S’indigner tout en informant
Le livre s’ouvre sur cette savoureuse anecdote qui porte à elle seule toute la raison d’être du bouquin : Rebecca Solnit, une auteure féministe californienne qui venait d’écrire un ouvrage sur l’industrialisation du quotidien, s’est retrouvée dans une soirée à se faire raconter par un homme suffisant qui ne la laissait pas placer un mot qu’elle devait absolument lire le livre… qu’elle venait ellemême d’écrire.
Survenue en 2008, cette histoire, qui suintait la condescendance liée au genre, a inspiré à la prolifique auteure le mot «mansplaining» («mecpliquer»), dont la maternité lui revient.

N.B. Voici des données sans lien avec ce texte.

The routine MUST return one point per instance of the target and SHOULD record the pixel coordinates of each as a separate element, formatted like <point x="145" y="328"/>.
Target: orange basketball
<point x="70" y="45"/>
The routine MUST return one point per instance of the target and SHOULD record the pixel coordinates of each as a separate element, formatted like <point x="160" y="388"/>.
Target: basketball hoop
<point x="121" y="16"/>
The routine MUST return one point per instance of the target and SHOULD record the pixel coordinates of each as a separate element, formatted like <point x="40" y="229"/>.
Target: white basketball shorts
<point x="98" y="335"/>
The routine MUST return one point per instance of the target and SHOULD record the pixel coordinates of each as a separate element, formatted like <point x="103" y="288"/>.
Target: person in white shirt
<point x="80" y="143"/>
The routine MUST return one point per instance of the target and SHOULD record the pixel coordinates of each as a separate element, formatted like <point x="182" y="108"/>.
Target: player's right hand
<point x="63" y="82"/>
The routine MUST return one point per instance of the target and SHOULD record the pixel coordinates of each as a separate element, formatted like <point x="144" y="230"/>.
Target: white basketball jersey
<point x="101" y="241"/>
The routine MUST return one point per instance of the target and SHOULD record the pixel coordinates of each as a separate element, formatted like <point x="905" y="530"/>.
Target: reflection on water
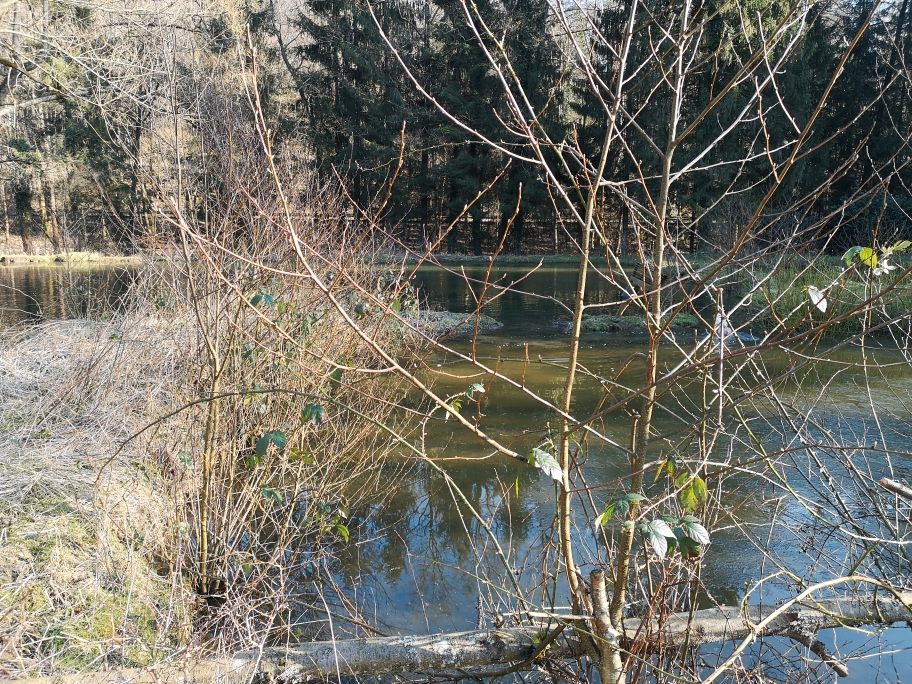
<point x="418" y="562"/>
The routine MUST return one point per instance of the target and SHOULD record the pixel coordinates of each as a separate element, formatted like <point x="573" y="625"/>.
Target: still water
<point x="420" y="564"/>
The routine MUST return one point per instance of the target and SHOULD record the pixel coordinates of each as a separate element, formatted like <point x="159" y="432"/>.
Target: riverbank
<point x="87" y="529"/>
<point x="41" y="252"/>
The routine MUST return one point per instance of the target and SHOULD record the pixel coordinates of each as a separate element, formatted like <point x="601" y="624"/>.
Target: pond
<point x="420" y="564"/>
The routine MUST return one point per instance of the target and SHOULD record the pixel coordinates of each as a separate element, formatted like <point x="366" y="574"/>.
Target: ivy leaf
<point x="276" y="437"/>
<point x="850" y="255"/>
<point x="884" y="267"/>
<point x="867" y="256"/>
<point x="456" y="405"/>
<point x="299" y="456"/>
<point x="606" y="515"/>
<point x="313" y="413"/>
<point x="817" y="298"/>
<point x="545" y="461"/>
<point x="693" y="492"/>
<point x="476" y="388"/>
<point x="657" y="533"/>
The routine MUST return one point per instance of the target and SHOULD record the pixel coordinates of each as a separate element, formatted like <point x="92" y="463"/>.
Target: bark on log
<point x="464" y="650"/>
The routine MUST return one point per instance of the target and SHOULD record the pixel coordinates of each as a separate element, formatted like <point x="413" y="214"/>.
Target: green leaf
<point x="867" y="256"/>
<point x="694" y="530"/>
<point x="545" y="461"/>
<point x="313" y="413"/>
<point x="271" y="495"/>
<point x="276" y="437"/>
<point x="818" y="298"/>
<point x="474" y="389"/>
<point x="606" y="515"/>
<point x="456" y="405"/>
<point x="850" y="255"/>
<point x="657" y="533"/>
<point x="693" y="492"/>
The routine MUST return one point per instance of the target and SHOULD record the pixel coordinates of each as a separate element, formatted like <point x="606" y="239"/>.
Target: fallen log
<point x="466" y="650"/>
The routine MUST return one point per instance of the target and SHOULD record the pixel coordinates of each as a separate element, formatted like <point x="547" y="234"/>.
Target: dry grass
<point x="103" y="448"/>
<point x="79" y="587"/>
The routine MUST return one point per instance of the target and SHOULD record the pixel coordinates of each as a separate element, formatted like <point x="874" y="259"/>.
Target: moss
<point x="76" y="595"/>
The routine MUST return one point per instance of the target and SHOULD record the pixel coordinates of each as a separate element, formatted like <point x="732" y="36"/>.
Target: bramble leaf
<point x="545" y="461"/>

C’est aussi le point de départ de Ces hommes qui m’expliquent la vie, un recueil d’essais qui a eu un grand retentissement à sa sortie aux États-Unis en 2014 et qui prend la forme d’un combat acharné — Solnit est infatigable — contre ces hommes qui croient savoir mieux que les femmes ce qu’elles ressentent, veulent dire et pensent.
Par une savante analyse des rapports hommes-femmes à travers l’affaire DSK, le mythe de Cassandre ou encore le regard que l’essayiste Susan Sontag a porté sur Virginia Woolf, cette historienne de l’art s’emploie à démontrer comment s’est perpétué le puissant schème du patriarcat, mais surtout: comment la femme en est venue à être réduite à un objet, effacée et dépossédée de ses droits.
Truffé d’anecdotes personnelles — sur des agressions subies, lues ou vues — et de statistiques accablantes — on signale un viol toutes les six minutes aux États-Unis —, le livre indigne autant qu’il informe.
Rebecca Solnit en est l’auteureguerrière qui se bat à coups de mots pour ouvrir de force les yeux d’un monde aveugle, qui ne voit pas qu’une «portion significative des femmes de [son] entourage entre dans la catégorie des survivantes». Des munitions pour #MeToo.